Not with everything, though. Just in a few things - like how the laundry is folded, getting straight A's in grad school, the sound of a perfect harmony during worship on a Sunday morning. The minor things. It usually doesn't get in the way of life...usually.
My children (well the majority of them) enjoy having their picture taken. They are blissfully unaware of their own imperfections (yes, I just said my kids aren't perfect. Just keepin' it real!). They don't care if their double chin is showing or their eyes are shut. They can laugh it off and see just the good. Kids are blessed with this perspective. They don't see thunder thighs or baby-baby-baby belly (that's my belly because I had 3 babies!). They see the stuff that we don't see - love, affection, enthusiasm, and joy.

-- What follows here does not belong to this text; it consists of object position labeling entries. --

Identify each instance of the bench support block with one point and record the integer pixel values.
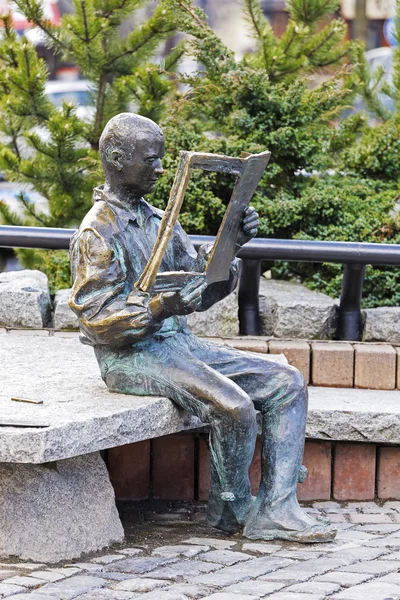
(57, 511)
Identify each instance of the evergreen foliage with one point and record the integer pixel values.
(53, 150)
(328, 178)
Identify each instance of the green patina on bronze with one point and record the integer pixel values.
(144, 347)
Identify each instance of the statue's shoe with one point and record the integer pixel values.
(320, 532)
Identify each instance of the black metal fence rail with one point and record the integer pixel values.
(353, 255)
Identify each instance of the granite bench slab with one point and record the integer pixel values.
(84, 417)
(56, 499)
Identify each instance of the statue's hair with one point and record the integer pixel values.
(120, 129)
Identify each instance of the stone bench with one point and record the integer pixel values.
(56, 500)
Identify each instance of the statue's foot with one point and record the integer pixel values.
(287, 521)
(226, 512)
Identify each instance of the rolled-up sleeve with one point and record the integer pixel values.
(108, 314)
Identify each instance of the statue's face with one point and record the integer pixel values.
(140, 169)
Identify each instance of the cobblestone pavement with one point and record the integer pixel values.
(175, 556)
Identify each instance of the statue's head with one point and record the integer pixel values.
(131, 149)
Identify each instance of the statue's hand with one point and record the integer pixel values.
(248, 227)
(202, 257)
(185, 301)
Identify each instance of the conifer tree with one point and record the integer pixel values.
(53, 150)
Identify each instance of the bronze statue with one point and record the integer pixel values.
(143, 346)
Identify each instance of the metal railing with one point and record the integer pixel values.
(353, 255)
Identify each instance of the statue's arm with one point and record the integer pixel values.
(107, 313)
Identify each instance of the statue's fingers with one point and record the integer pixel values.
(251, 225)
(249, 210)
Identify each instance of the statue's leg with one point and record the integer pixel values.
(276, 512)
(168, 368)
(280, 394)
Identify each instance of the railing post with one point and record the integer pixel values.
(249, 287)
(350, 302)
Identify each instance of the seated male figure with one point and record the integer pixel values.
(143, 345)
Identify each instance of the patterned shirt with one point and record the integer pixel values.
(109, 253)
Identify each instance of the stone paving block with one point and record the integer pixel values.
(24, 581)
(318, 460)
(374, 567)
(296, 352)
(371, 591)
(391, 578)
(252, 568)
(256, 587)
(173, 467)
(354, 471)
(106, 559)
(105, 595)
(375, 367)
(219, 544)
(129, 470)
(224, 557)
(71, 587)
(140, 565)
(9, 589)
(164, 595)
(5, 574)
(381, 529)
(180, 550)
(229, 596)
(137, 584)
(332, 364)
(365, 518)
(388, 471)
(192, 591)
(261, 548)
(343, 579)
(296, 596)
(314, 587)
(393, 556)
(184, 569)
(49, 576)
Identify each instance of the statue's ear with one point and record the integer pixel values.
(116, 159)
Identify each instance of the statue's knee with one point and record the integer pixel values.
(244, 411)
(236, 407)
(297, 381)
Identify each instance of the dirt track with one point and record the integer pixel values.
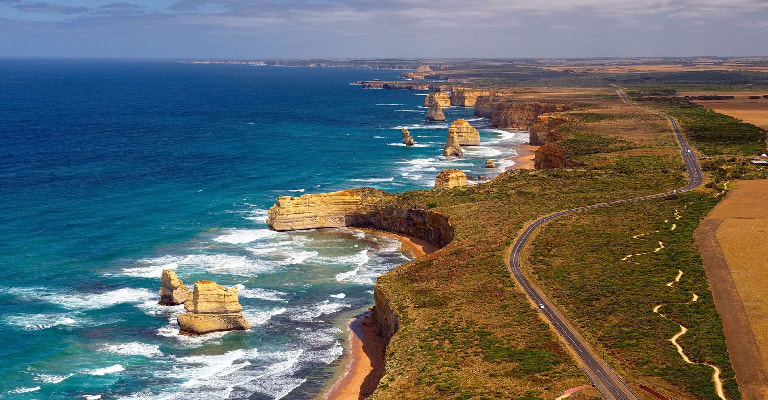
(732, 241)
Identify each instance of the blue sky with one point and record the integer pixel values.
(259, 29)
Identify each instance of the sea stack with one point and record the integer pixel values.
(172, 290)
(435, 112)
(212, 308)
(407, 138)
(466, 133)
(452, 147)
(450, 178)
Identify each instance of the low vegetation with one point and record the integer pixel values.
(468, 332)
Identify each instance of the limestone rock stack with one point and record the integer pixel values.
(407, 138)
(212, 308)
(435, 113)
(443, 98)
(450, 178)
(452, 147)
(467, 135)
(172, 290)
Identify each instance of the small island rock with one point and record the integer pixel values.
(407, 138)
(450, 178)
(452, 147)
(212, 308)
(172, 290)
(435, 112)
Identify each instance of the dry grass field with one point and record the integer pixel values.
(753, 111)
(740, 225)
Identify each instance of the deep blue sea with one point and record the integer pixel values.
(111, 171)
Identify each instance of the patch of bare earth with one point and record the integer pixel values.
(753, 111)
(732, 241)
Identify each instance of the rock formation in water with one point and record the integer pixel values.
(452, 147)
(435, 113)
(466, 134)
(442, 98)
(212, 308)
(364, 208)
(463, 97)
(407, 138)
(172, 290)
(450, 178)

The stuff that's on the inside...the stuff that truly matters.
I, on the other hand, do not enjoy having my picture taken. Because I am a perfectionist, I have put off having family pictures taken for the past six years (you read it right) so I could get myself to where I want to be physically. Because I am a perfectionist, I wanted these pictures to be at a certain place, with certain weather, and the best light possible. I wanted our clothes to blend together, but not be the same. I wanted my hair to be glistening like morning dew on the grass and my teeth white as snow. As I reflected on this, I realized that all the things I wanted were superficial. They were surface things. They were not the stuff I am "made of," but rather the stuff I wanted people to see.
In reality (a town perfectionists do NOT live), I truly want people to see my outside reflect what is on the inside. The deep seated joy that lives in my heart. The love that spills from my soul for those I call mine. The fierceness in which I believe and worship my God. The prowess I possess when faced with adversity. The wonder of all battles won and the desire to face the battles that lie ahead. All of those things are what I want people to see when they look at our family pictures.
My eyes have recently been opened to the fact that there is only One who is perfect. One who is worthy of being perfect. He is the author of the gifts of joy, love, fierceness, prowess and wonder I experience day in and day out. He is what fuels my gifts. It is my mission to live full out for Him in my perfect imperfectness. By accepting I am imperfect, I am made perfect. Perfect!
So when I look at the family pictures, because I am an imperfect perfectionist, I will see the gifts He bestowed in me, not what appears on the outside. I am committing to doing this for everyone in every season. I encourage you all to do the same.